Pinto came to the United States, where he found himself speaking of his native country to members of the Brown campus, some of whom had been on the peace boat. He applied to Brown and was accepted under the Resumed Undergraduate Education (RUE) program. He enrolled at Brown in the fall of 1993.

Associate Dean of the College David Targan, who helped steer Pinto into the RUE program, describes Pinto as a survivor. "It is incredible for someone to adjust from a Third World community that, according to the International Red Cross, is the most repressive place to live, where secret police stand on every corner and torture is a daily event, to an Ivy League institution where students do not want for much," said Targan, who was awarded Portugal's highest civilian honor, the Comenda da Ordem do Infante D. Henrique, for his service to human rights worldwide, including the East Timorese.

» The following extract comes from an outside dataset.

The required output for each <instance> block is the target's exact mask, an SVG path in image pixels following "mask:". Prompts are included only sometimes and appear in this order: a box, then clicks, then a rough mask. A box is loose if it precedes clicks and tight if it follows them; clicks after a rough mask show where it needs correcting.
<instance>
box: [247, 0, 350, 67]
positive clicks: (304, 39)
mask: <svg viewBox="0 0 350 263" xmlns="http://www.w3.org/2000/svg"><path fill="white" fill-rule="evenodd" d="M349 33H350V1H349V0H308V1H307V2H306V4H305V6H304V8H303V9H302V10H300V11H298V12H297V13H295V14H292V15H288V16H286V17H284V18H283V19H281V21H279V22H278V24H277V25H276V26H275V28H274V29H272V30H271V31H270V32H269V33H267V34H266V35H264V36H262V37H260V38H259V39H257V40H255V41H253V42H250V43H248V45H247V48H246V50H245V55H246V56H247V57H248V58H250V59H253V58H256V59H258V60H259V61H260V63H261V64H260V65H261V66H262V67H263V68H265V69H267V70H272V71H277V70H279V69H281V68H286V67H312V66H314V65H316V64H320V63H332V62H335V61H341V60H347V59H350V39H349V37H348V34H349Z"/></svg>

Now reunited with his wife and four-year-old son, who was born after he fled East Timor, Pinto is forging ahead with his studies at Brown while working to persuade international officials to put more pressure on Indonesia. "The situation in East Timor is still a terrifying one," Pinto said. "Only pressure from the United States and abroad will free my country. To see East Timor free takes time. But we will get freedom and independence for East Timor."

Pinto continues to lecture worldwide. On March 19, in a UN-sponsored meeting in Austria, he will confront Indonesian government officials who once had him hunted. Together, they will try to find a solution to the continuing occupation of East Timor.